In its early years, arXiv was controversial—distributing preprints for free was seen as a threat to established journals, with their infrastructure, editors and anonymous peer reviewers. “Initially, I thought those two systems couldn’t co-exist,” Ginsparg says. But the journals didn’t disappear: Journal publications continue to serve as the peer-reviewed “version of record” for science, and they remain important for early-career researchers, who at the same time have access to early results via arXiv and other preprint servers.
“Today, researchers from life and clinical sciences are more open to the idea of preprints because they grew up with sharing and having easy digital access to scholarly content.” Iulia Georgescu
Early concerns that preprints would disseminate erroneous results, or put bad science into the public sphere, have proven not just unfounded but incorrect. During the COVID-19 pandemic, peer-reviewed journals have published a string of papers that had to be retracted—“things that never should have made it through peer-review,” Ginsparg says.
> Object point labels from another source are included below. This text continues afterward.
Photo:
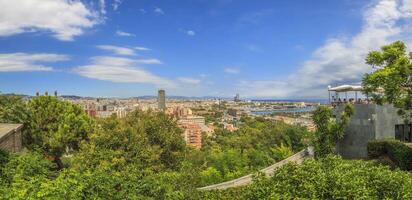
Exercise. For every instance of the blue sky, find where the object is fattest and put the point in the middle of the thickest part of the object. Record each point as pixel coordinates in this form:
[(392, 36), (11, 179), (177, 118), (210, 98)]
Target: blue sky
[(123, 48)]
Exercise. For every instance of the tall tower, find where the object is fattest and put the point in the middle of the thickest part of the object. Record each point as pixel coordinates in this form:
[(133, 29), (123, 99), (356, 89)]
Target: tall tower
[(161, 99)]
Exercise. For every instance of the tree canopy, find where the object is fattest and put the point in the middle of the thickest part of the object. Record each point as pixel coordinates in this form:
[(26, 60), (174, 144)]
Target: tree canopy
[(391, 81)]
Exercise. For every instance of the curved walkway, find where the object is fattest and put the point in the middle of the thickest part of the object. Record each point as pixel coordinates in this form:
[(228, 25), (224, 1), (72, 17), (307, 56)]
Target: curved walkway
[(268, 171)]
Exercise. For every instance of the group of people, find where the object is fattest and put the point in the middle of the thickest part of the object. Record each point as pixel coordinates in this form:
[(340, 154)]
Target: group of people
[(338, 101)]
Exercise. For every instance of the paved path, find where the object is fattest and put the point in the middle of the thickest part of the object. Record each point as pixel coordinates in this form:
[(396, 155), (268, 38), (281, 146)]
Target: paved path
[(244, 180)]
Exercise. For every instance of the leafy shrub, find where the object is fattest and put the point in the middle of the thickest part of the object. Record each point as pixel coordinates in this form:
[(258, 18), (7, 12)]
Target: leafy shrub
[(325, 178), (395, 150)]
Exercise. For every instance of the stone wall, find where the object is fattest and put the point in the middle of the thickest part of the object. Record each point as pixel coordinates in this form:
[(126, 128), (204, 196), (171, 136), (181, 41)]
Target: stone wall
[(244, 180), (369, 122)]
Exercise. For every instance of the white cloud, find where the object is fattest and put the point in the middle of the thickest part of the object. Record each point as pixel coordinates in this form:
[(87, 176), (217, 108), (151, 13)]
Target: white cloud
[(18, 62), (232, 70), (341, 60), (117, 50), (190, 33), (159, 11), (102, 5), (188, 80), (141, 48), (121, 70), (116, 4), (149, 61), (124, 34), (143, 11), (65, 19)]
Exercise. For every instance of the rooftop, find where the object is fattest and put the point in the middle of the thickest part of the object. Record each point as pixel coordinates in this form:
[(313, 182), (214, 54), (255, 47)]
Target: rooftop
[(7, 128)]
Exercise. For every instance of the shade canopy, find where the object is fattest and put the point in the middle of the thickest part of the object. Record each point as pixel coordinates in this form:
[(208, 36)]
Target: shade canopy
[(346, 88)]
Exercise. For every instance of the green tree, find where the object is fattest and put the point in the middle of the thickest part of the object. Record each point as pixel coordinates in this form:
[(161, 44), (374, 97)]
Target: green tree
[(391, 82), (328, 129), (12, 109), (56, 127)]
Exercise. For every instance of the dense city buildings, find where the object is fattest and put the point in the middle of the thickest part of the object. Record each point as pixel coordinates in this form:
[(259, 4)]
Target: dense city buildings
[(199, 116), (161, 99)]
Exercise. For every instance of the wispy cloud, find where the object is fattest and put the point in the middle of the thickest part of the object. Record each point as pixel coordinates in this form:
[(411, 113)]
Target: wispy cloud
[(142, 48), (116, 4), (253, 48), (19, 16), (149, 61), (143, 11), (254, 18), (230, 70), (124, 34), (159, 11), (18, 62), (188, 80), (341, 60), (190, 32), (121, 70), (102, 5), (117, 50)]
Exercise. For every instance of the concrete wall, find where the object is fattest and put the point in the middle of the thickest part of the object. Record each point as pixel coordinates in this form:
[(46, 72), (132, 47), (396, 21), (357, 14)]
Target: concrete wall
[(369, 122), (385, 120), (245, 180)]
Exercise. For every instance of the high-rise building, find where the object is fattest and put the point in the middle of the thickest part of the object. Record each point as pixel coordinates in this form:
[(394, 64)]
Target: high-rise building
[(161, 99), (237, 98)]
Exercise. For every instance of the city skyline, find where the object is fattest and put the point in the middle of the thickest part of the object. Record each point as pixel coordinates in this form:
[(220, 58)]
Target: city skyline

Meanwhile, preprints put out in the early days of the pandemic were retracted or improved after feedback from colleagues. And others communicated new results about treatments to doctors at a time when waiting for peer-review could cost lives.
Preprints, it turns out, are the perfect way to put information in front of a wide audience of experts, who can weigh in early on any issues. And journalists are learning to report on preprints with appropriate qualifiers: Identifying information drawn from preprints as “not yet peer reviewed,” for example.
The future of arXiv looks bright. Ginsparg continues to tinker, working to bring artificial intelligence tools to further streamline the preprint process. “I want the processes of navigation, information and discovery to be improved,” Ginsparg says. “We want a system that keeps us informed. Ideally, it will have personalized highlighting of the latest results and breaking developments.”